Il caso

Le aziende che inquinano sostengono gli sport invernali

Un rapporto rivela come oltre cento eventi, organizzazioni e atleti abbiano beneficiato di sponsorizzazioni da parte di compagnie di combustibili fossili, case automobilistiche e vettori aerei
© KEYSTONE / ANTHONY ANEX
Red. Online
27.02.2023 12:00

Sembra un paradosso. E in parte, sicuramente, lo è. D’altro canto, per dirla con gli anglosassoni business is business. Sì, gli sport invernali sono sponsorizzati da aziende (eufemismo) con poca, pochissima attenzione nei confronti del cambiamento climatico. O, se preferite, dall’impronta carbonica notevole. Tradotto: inquinando, queste aziende hanno contribuito a surriscaldare il pianeta e, di riflesso, a sciogliere la neve sulle montagne. Neve di cui hanno bisogno, va da sé, gli sport invernali.

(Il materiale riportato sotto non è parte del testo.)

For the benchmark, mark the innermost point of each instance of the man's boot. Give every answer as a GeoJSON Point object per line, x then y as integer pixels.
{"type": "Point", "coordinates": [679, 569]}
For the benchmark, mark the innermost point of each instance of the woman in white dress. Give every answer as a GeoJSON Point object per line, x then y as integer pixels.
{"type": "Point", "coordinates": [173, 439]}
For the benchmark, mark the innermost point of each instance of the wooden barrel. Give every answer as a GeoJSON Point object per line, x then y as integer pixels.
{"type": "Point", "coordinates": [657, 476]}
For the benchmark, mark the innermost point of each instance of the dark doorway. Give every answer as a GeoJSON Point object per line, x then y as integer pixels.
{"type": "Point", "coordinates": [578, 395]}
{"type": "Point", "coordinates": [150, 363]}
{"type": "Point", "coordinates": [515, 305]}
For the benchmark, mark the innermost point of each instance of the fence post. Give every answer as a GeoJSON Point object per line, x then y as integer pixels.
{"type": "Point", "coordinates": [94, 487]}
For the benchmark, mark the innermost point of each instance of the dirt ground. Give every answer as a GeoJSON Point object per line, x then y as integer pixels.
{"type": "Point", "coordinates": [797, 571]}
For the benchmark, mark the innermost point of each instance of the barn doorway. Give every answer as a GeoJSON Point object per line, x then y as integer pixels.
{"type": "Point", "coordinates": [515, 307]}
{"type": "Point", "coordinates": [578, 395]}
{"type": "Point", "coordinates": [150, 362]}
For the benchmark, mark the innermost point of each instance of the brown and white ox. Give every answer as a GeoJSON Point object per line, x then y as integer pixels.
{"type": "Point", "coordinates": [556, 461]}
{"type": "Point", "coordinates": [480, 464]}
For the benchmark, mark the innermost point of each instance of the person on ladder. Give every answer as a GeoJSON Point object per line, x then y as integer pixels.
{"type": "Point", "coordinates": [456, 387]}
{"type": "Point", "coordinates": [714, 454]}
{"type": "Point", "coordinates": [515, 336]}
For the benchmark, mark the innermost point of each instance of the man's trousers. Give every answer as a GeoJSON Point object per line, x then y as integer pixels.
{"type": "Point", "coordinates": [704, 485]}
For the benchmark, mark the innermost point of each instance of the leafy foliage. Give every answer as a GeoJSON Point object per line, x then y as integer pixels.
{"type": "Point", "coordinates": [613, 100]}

Lo afferma un rapporto, firmato dagli attivisti di Badvertising e dal think tank New Weather Sweden. Oltre cento eventi, organizzazioni e atleti hanno beneficiato di sponsorizzazioni da parte di compagnie di combustibili fossili, case automobilistiche e compagnie aeree. Per farla breve, è come se gli sport invernali avessero inchiodato il coperchio sulla propria bara.

Nello specifico, il rapporto cita 83 accordi di sponsorizzazione da parte di case automobilistiche. Per dire: il più grande organo di governo degli sport invernali, la Federsci internazionale (FIS), gode del sostegno di Audi. Vero che il marchio tedesco sta svoltando, con decisione, verso la transizione elettrica. Tuttavia, nel 2021 quasi il 90% dei veicoli prodotti da Audi era ancora a benzina o a diesel. Detto delle automobili, citiamo anche accordi con 12 compagnie di combustibili fossili, tra cui la russa Gazprom ed Equinor, e con cinque vettori aerei, con British Airways e SAS in testa.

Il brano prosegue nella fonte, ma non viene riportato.